Could you give your view on the precautionary principle in the context of innovation? At what level of safety assessment you would say we can declare an innovation with potentially huge consequences (e.g. GM crops, research in AI, etc.) safe enough?
This is a topic I am very interested in. One version of the precautionary principle is essential: better safe than sorry. However, as interpreted by the EU especially, another version has become essentially a device for preventing innovation often on behalf of incumbent interests. Here are the main problems with it: it holds the new to a higher standard than the old, demanding hazard-free innovations when they are replacing existing technologies that have huge hazards. For example, vaping is required to pass tests for toxicity that cigarette smoke is not; and, it ignores the benefits of an innovation, requiring authorities to consider only the hazards. Thus the fact that biotechnology has resulted in a lower reliance on chemicals in agriculture is not taken into account… If the precautionary principle had been in use during the invention of the motor car, that technology would never have been allowed because it brought several new hazards.
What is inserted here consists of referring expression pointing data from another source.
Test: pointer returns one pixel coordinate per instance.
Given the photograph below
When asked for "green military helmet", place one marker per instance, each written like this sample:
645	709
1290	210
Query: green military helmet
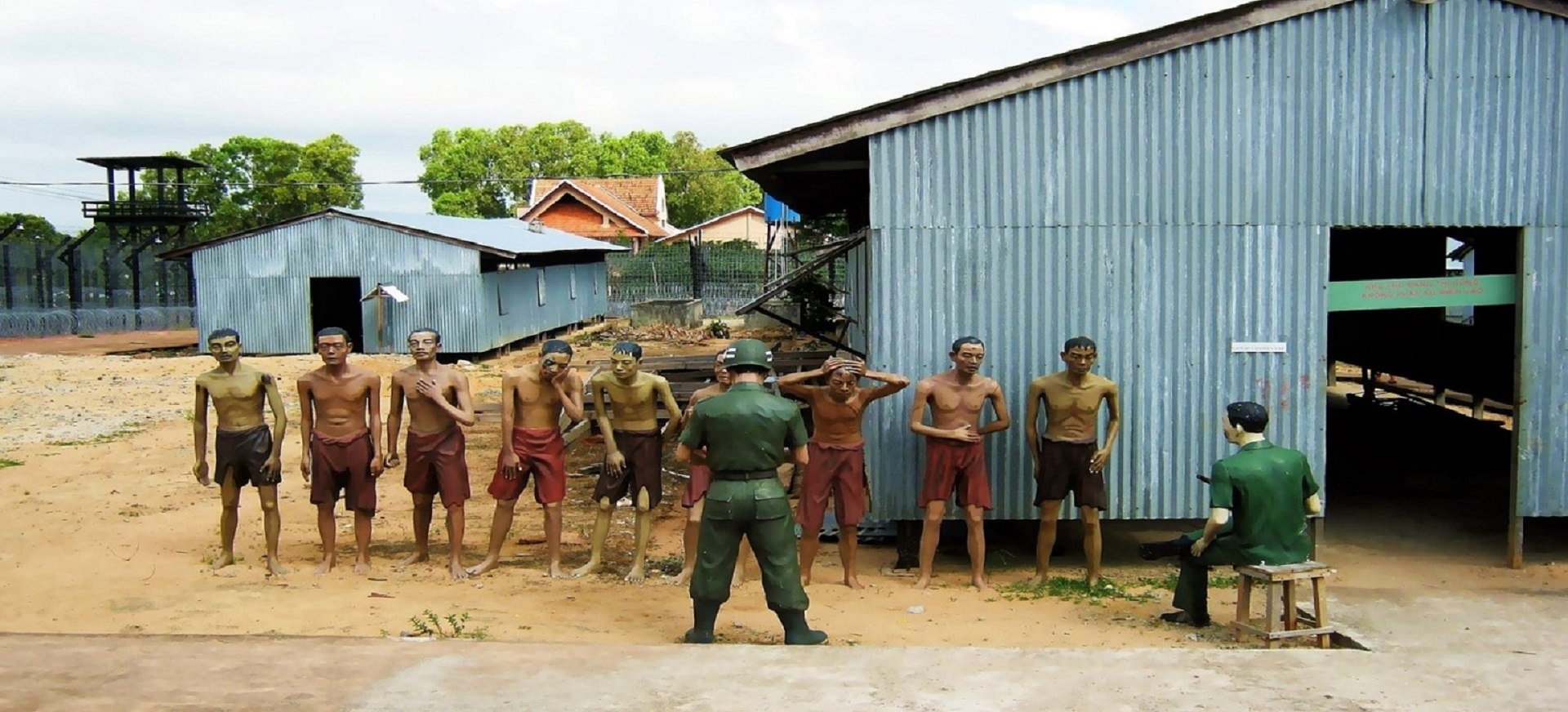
748	352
It needs to be balanced by an innovation principle in my view: that regulation must not deter or prevent potentially beneficial innovation. I strongly recommend the chapter about this in Ed Regis’s new book on Golden Rice.
What made you choose innovation as the topic of your next book?
I have become increasingly fascinated by the topic of innovation. It’s such a mysterious process, crucial to the modern world, but we have very little idea of why it happens when and where it does and to what technologies or institutions. I am always interested in mysteries and I decided to tackle this one head-on, having touched on it in my two previous books.
Considering the rise of Crispr, what is your opinion on designer babies?
We have been worried about those ever since the 1960s. First artificial insemination was going to cause people to choose designer babies; then in vitro fertilisation, then genetic testing; then cloning, then gene sequencing, now genome editing. It’s largely a non problem for two reasons: 1. There is very little demand; unexpectedly people choose these technologies to have their own children rather than super-babies, and they like kinds that are like themselves. 2. The genetic determination of features like intelligence or musical ability is, we now know, achieved by thousands of genes working together, and it’s highly impractical to pick one or two out. So crispr is going to be used to delete serious genetic disorders, not to enhance abilities, I think.
Thank you for all your questions! I answered about a dozen overall. For those who didn’t get to ask one, I hope to visit again.